Drs. Klaver wordt verzocht de belangen van [minderjarige 1] en [minderjarige 2] in dezen te behartigen, voor zover nodig zowel in als buiten rechte. Het gaat in het bijzonder om een onderzoek naar de vraag waar de weerstand van de kinderen om in contact te treden met de vader vandaan komt, of er nog mogelijkheden zijn om tot vermindering of opheffing van die weerstand te komen zodanig dat contact tussen de vader en de kinderen mogelijk is en, zo ja, hoe dat contact dan vorm gegeven zou kunnen worden.

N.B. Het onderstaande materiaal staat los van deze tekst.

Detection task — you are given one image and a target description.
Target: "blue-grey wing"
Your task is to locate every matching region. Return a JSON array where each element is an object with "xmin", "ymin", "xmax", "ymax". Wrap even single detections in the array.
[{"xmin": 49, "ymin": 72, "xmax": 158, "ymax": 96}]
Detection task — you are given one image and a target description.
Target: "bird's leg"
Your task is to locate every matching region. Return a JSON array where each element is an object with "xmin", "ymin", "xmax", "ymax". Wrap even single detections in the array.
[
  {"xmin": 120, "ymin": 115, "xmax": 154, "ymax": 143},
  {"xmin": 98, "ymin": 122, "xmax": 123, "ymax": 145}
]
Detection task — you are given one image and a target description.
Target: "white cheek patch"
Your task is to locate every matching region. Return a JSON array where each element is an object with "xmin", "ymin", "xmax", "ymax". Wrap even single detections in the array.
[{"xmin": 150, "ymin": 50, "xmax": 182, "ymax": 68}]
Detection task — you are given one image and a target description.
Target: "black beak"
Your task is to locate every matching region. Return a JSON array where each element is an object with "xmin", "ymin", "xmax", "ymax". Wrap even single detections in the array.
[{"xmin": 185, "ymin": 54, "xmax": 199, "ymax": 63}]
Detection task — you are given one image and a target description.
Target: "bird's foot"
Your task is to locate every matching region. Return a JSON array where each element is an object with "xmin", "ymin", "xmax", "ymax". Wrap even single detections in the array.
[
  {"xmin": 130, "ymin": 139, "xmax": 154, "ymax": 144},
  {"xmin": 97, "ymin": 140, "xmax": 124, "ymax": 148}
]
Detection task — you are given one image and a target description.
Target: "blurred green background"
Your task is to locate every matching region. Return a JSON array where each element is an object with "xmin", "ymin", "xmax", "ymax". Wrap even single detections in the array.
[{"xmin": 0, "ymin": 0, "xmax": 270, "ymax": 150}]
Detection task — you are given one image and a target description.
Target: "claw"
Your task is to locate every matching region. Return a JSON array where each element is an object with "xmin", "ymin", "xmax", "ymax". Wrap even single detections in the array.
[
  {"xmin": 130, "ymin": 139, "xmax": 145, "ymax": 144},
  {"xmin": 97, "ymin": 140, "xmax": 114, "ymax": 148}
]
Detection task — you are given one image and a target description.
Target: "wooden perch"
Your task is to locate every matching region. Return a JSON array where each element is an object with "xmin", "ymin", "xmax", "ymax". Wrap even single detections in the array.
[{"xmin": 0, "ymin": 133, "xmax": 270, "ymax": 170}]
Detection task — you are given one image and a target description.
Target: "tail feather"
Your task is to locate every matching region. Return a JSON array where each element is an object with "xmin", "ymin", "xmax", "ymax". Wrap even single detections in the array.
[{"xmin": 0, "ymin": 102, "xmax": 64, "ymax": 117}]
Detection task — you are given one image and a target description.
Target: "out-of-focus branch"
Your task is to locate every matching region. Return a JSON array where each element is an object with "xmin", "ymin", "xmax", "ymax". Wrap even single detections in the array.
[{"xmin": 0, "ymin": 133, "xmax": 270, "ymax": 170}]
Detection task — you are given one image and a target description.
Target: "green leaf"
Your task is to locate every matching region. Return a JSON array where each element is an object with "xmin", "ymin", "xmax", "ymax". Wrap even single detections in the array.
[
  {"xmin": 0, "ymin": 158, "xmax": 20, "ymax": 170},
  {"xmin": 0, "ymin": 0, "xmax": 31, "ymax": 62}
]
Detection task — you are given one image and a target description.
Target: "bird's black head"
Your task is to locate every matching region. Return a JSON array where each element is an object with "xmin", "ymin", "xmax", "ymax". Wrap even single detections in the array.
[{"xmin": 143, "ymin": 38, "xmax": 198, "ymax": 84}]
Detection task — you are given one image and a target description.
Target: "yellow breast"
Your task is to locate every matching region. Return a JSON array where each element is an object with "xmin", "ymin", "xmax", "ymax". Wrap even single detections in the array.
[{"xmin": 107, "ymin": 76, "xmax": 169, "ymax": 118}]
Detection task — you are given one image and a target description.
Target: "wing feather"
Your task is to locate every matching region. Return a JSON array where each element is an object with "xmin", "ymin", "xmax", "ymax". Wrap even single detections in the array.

Het hof verzoekt de bijzondere curator daartoe één (individueel) gesprek, en indien nodig meerdere (individuele)gesprekken, te voeren met [minderjarige 1] en [minderjarige 2] en indien en voor zover de bijzondere curator dat nodig acht, ook met de ouders of met een van hen.
3.7.4.
Het hof wijst partijen erop dat zij de verplichting hebben aan de door de bijzondere curator in dit opzicht te geven instructies gevolg te geven.
3.7.5.
Het hof zal bepalen dat de advocaten van partijen de bijzondere curator van adres-,
e-mail- en /of telefoongegevens van partijen zullen voorzien, zodat zo spoedig als mogelijk afspraken kunnen worden gemaakt.
3.7.6.
Het hof verzoekt de bijzondere curator rapport uit te brengen omtrent haar bevindingen.
3.7.7.
In afwachting van het rapport zal het hof de verdere behandeling van het onderhavige hoger beroep aanhouden tot na te melden datum pro forma.

4.De beslissing

Het hof:
benoemt drs. L. Klaver, p/a Mediation-House, [adres] , [postcode] [vestigingsplaats] , tot bijzondere curator ten behoeve van de belangenbehartiging van
[minderjarige 1] , geboren op [geboortedatum] 2002 te [geboorteplaats] , en
[minderjarige 2] , geboren op [geboortedatum] 2004 te [geboorteplaats] ,
beiden wonende te [postcode] [woonplaats] aan [adres] ,
en met als taakomschrijving als hiervoor beschreven onder rechtsoverweging 3.7.3.;
beveelt dat de griffier van dit hof een afschrift van deze beschikking en een afschrift van alle
stukken aan de bijzondere curator zal toezenden;
bepaalt dat (de advocaten van) partijen per ommegaande adres-, telefoon- en / of
e-mail gegevens van partijen aan de bijzondere curator ter kennis brengen, zodat zo spoedig als mogelijk afspraken kunnen worden gemaakt;
houdt de zaak aan tot 1 november 2018 pro forma;
verzoekt de bijzondere curator aan het hof, met afschrift aan de raadslieden van partijen, schriftelijk te rapporteren tijdig vóór 1 november 2018.
Deze beschikking is gegeven op 13 september 2018 door mrs. E.L. Schaafsma-Beversluis, P.M.M. Mostermans en H. van Winkel en is uitgesproken in het openbaar in tegenwoordigheid van de griffier.